Tuesday, July 5, 2011

The Coming Earnings Season Will Determine Market Direction

A recent post on ValueWalk.com provided a nice summary of the current market valuation:
  1. P/E (TTM) – Fairly Valued 15.0
  2. P/E 10 year – Extremely overvalued 23.67
  3. P/BV – xtremely overvalued - 3.68 (using numbers discussed above from April)
  4. Dividend Yield – Indeterminate/ overvalued 1.72
  5. Market value relative to GDP – Moderately Overvalued 97.1
  6. Tobins Q – Extremely overvalued 1.19
  7. AAII Sentiment – Average
My takeaways are
  • 1 & 5 indicate that the valuation is supported by growth expectation
  • 7 signals that investors are not euphoria about their growth expectation
  • 2, 3, & 6 simply mean that inflation is looming
Thus the coming earnings season is highly important because market valuation is supported by growth expectation.
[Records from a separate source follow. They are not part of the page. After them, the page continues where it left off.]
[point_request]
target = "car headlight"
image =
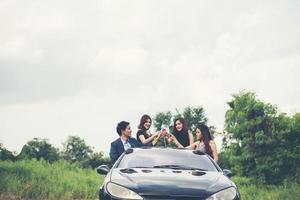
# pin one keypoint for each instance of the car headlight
(227, 194)
(122, 192)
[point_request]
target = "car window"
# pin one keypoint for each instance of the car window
(150, 158)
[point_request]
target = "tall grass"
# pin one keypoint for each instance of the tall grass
(31, 179)
(250, 191)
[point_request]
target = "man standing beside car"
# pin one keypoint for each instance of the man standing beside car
(124, 142)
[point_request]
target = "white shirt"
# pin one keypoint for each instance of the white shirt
(126, 144)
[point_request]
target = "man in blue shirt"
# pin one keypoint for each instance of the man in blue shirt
(124, 142)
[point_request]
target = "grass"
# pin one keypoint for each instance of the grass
(250, 191)
(31, 179)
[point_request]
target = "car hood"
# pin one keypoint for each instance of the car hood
(169, 181)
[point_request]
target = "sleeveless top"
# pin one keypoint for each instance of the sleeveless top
(183, 138)
(145, 134)
(201, 147)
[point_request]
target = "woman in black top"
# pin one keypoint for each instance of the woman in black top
(143, 135)
(180, 131)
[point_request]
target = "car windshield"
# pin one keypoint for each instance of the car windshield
(167, 158)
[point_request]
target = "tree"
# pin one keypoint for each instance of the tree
(194, 116)
(264, 140)
(76, 150)
(162, 118)
(40, 149)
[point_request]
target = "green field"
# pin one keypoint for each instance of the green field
(61, 180)
(41, 180)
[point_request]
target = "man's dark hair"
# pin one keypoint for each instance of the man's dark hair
(143, 121)
(121, 126)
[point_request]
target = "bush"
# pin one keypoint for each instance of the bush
(32, 179)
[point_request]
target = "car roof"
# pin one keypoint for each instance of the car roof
(163, 149)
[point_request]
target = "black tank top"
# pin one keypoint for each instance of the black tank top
(183, 138)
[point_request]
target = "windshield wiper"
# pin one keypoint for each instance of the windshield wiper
(183, 167)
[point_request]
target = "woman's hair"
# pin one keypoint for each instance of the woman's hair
(143, 121)
(121, 126)
(206, 136)
(184, 125)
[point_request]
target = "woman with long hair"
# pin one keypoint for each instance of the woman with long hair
(143, 135)
(205, 142)
(183, 138)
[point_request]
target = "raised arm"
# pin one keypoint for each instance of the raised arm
(113, 153)
(213, 147)
(191, 138)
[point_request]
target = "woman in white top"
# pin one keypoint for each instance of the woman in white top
(205, 142)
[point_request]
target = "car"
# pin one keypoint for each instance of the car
(166, 174)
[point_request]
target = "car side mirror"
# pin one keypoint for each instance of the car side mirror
(227, 173)
(103, 169)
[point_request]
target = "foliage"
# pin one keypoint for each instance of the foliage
(6, 154)
(266, 143)
(194, 116)
(162, 118)
(77, 151)
(32, 179)
(39, 149)
(249, 190)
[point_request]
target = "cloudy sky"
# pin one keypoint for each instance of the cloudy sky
(78, 67)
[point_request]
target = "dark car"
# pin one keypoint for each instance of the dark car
(166, 174)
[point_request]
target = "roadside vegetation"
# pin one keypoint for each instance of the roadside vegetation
(261, 146)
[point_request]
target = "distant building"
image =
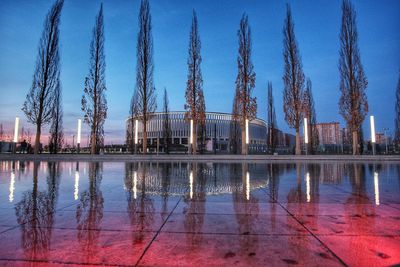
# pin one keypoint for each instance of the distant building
(329, 133)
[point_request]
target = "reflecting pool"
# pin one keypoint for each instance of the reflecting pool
(201, 214)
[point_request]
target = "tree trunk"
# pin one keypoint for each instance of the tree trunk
(298, 147)
(244, 145)
(356, 150)
(37, 139)
(144, 137)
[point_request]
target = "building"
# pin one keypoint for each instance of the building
(217, 135)
(329, 133)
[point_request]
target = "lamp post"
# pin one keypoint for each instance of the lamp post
(16, 133)
(306, 135)
(373, 140)
(78, 138)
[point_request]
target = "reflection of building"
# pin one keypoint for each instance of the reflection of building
(328, 133)
(218, 126)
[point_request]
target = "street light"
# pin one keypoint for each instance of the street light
(306, 134)
(78, 138)
(373, 140)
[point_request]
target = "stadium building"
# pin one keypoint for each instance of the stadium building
(217, 136)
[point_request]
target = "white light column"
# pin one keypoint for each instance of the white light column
(78, 138)
(373, 140)
(306, 134)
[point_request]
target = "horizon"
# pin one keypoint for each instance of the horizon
(317, 32)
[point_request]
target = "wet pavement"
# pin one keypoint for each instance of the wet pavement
(199, 214)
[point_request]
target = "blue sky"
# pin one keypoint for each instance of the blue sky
(317, 25)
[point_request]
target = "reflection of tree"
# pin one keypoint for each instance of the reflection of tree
(89, 211)
(246, 210)
(195, 203)
(35, 213)
(140, 208)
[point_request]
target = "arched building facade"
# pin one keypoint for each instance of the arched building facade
(218, 131)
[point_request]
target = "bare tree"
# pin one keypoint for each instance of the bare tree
(146, 93)
(353, 103)
(94, 103)
(397, 115)
(38, 105)
(309, 113)
(234, 134)
(245, 80)
(166, 124)
(293, 79)
(271, 122)
(56, 129)
(195, 104)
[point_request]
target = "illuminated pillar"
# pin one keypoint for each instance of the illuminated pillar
(78, 138)
(376, 188)
(191, 184)
(76, 185)
(16, 127)
(308, 187)
(136, 134)
(247, 131)
(134, 184)
(12, 187)
(306, 134)
(372, 121)
(247, 185)
(191, 136)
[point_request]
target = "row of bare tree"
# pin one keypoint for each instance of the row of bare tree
(43, 101)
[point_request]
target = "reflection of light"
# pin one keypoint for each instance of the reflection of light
(372, 120)
(308, 187)
(305, 131)
(247, 131)
(247, 185)
(78, 138)
(191, 184)
(12, 187)
(376, 187)
(134, 184)
(16, 130)
(76, 186)
(136, 131)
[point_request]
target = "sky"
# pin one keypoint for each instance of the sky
(317, 25)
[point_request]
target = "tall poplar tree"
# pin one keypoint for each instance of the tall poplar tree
(271, 122)
(293, 79)
(39, 103)
(245, 81)
(353, 104)
(145, 91)
(94, 103)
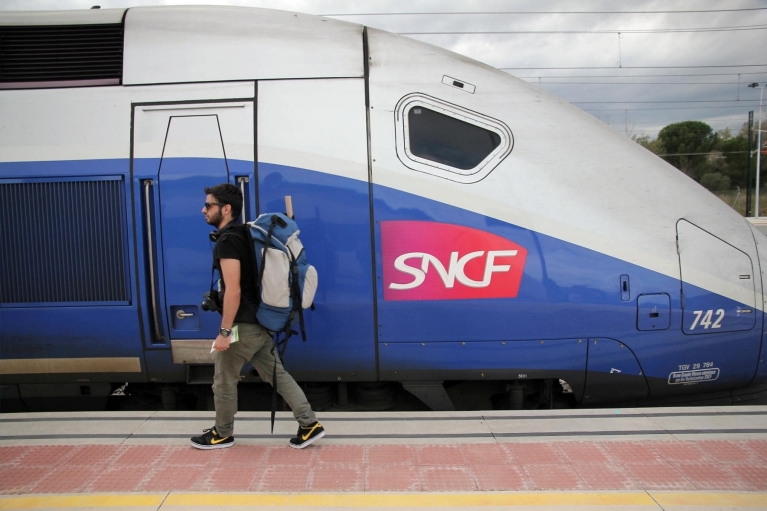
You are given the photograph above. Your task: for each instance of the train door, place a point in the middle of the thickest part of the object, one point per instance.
(726, 305)
(178, 150)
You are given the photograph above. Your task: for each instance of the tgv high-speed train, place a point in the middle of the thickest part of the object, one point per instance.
(466, 226)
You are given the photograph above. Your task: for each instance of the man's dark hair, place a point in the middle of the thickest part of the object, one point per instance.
(226, 193)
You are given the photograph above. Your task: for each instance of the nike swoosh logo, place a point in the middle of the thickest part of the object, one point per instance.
(306, 436)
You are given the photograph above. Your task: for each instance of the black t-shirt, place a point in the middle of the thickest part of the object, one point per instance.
(233, 244)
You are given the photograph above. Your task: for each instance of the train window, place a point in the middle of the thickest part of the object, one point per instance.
(449, 141)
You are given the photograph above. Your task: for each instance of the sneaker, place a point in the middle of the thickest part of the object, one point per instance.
(307, 435)
(211, 440)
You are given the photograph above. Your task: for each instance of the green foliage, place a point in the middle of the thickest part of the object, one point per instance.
(687, 144)
(715, 181)
(652, 145)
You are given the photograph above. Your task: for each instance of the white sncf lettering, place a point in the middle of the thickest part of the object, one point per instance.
(455, 270)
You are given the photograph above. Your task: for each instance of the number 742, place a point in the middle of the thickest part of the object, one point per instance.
(703, 318)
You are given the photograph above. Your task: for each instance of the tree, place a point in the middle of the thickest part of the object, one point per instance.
(715, 181)
(653, 145)
(687, 145)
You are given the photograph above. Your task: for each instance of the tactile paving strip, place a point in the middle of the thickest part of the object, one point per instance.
(732, 465)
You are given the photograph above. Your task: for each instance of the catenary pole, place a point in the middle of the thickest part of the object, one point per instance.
(758, 146)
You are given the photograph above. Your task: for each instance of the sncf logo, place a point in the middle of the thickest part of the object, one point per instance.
(435, 261)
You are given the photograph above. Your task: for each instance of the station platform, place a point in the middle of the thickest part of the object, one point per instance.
(630, 459)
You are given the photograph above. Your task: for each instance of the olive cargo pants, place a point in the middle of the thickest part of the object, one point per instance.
(255, 345)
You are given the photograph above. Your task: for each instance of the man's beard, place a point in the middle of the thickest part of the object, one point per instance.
(215, 219)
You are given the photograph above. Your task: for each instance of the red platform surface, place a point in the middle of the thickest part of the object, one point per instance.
(730, 465)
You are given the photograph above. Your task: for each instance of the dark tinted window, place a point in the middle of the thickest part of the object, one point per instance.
(447, 140)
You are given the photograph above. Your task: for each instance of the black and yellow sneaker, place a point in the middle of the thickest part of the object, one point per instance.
(211, 440)
(307, 435)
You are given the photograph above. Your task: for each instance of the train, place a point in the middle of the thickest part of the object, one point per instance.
(468, 228)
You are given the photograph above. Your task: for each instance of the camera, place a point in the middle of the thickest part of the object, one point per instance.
(211, 302)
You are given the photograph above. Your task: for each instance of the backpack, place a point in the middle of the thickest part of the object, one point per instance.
(285, 282)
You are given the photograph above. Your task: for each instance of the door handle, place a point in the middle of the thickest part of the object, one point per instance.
(242, 180)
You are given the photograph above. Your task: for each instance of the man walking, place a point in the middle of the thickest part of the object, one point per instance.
(237, 298)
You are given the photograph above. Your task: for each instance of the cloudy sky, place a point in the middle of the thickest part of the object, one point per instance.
(636, 65)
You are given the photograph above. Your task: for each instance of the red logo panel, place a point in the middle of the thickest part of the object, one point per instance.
(435, 261)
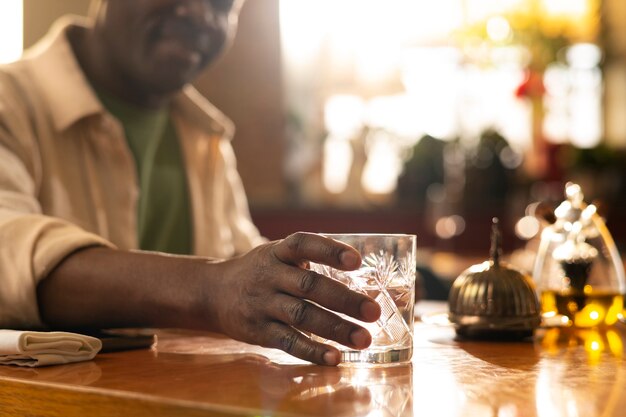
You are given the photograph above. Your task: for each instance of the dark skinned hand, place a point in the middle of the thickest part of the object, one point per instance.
(268, 297)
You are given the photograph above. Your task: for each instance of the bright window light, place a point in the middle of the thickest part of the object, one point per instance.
(11, 30)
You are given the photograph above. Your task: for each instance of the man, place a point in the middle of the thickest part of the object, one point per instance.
(105, 149)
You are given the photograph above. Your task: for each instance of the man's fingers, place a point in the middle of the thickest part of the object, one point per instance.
(302, 247)
(286, 338)
(327, 292)
(308, 317)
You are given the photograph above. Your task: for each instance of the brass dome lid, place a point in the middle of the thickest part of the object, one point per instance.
(493, 299)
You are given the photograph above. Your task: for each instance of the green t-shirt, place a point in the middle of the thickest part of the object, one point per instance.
(163, 216)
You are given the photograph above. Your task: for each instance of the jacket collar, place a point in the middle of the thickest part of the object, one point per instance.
(69, 94)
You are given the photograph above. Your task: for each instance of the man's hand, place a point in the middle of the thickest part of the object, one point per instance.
(268, 297)
(265, 297)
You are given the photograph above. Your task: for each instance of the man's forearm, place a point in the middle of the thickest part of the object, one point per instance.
(104, 288)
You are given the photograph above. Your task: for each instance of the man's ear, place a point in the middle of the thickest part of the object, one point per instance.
(94, 8)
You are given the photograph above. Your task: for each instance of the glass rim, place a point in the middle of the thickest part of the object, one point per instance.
(409, 235)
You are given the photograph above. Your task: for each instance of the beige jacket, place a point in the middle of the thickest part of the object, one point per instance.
(68, 179)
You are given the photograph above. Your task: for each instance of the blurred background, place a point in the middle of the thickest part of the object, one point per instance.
(414, 116)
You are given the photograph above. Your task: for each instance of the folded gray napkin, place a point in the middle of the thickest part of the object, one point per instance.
(28, 348)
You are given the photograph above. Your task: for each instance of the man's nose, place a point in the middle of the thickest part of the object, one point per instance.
(201, 12)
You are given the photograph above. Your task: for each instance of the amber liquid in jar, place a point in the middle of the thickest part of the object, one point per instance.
(587, 308)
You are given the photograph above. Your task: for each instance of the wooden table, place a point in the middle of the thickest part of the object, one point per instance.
(198, 374)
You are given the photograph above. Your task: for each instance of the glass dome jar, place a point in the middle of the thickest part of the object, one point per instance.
(578, 270)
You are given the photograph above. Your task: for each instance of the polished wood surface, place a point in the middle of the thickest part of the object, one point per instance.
(559, 373)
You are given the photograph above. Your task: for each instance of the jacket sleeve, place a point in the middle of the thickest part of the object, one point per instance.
(245, 234)
(31, 243)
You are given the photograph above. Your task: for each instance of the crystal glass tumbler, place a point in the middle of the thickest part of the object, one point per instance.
(387, 274)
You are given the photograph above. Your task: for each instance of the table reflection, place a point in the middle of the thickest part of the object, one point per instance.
(582, 373)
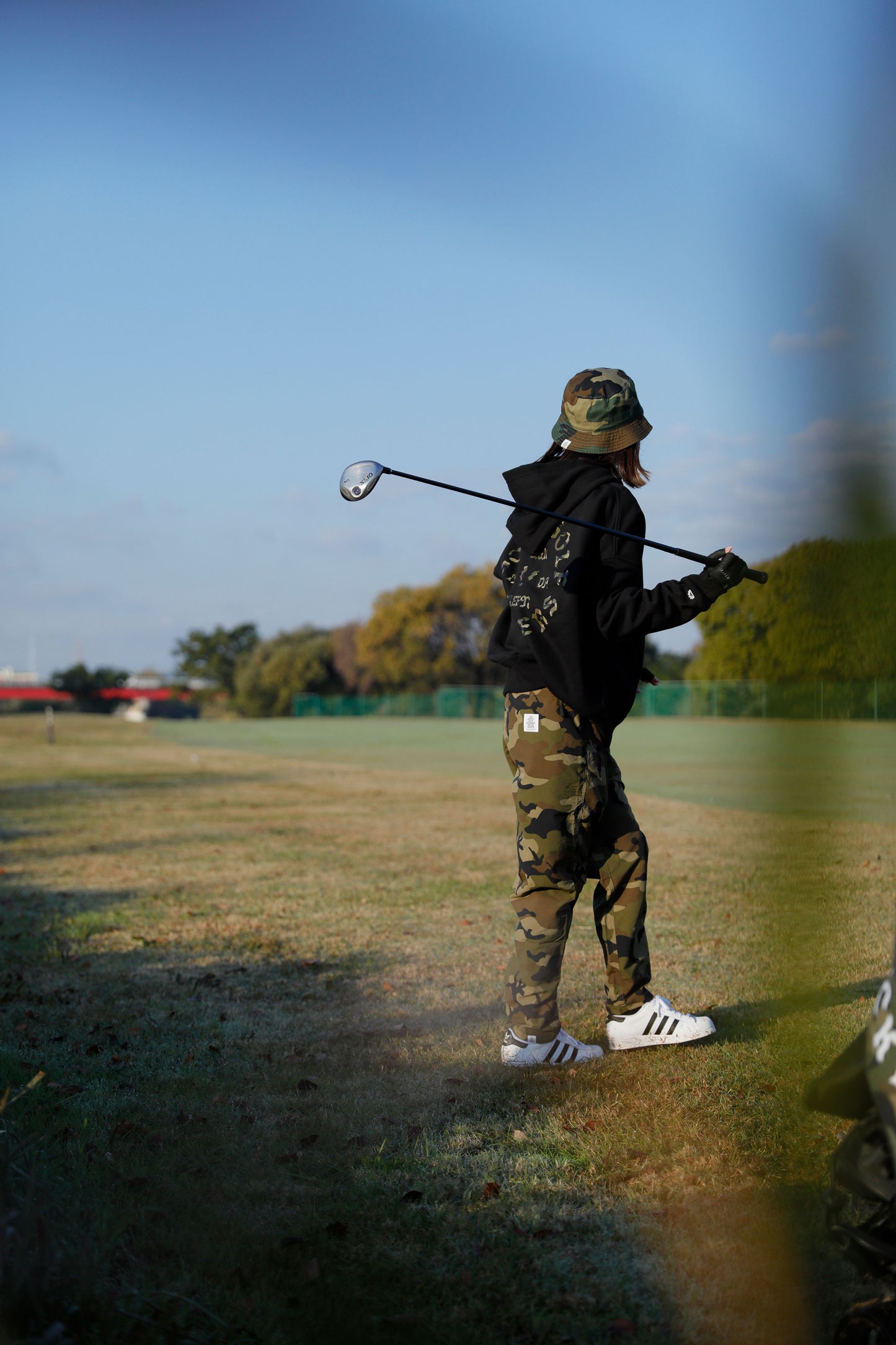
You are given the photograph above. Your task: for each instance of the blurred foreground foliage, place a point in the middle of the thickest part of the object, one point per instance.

If corporate earnings can keep the current pace, i.e., FPE = PE, then the market is fairly valued and will be range bounded after it. If corporate earnings will fall or rise, so will the market.

It is healthy that investors' sentiment is at average level right before the earnings season. It appears that investors didn't commit to a big bet yet, meaning the market may not move drastically if there is any surprise.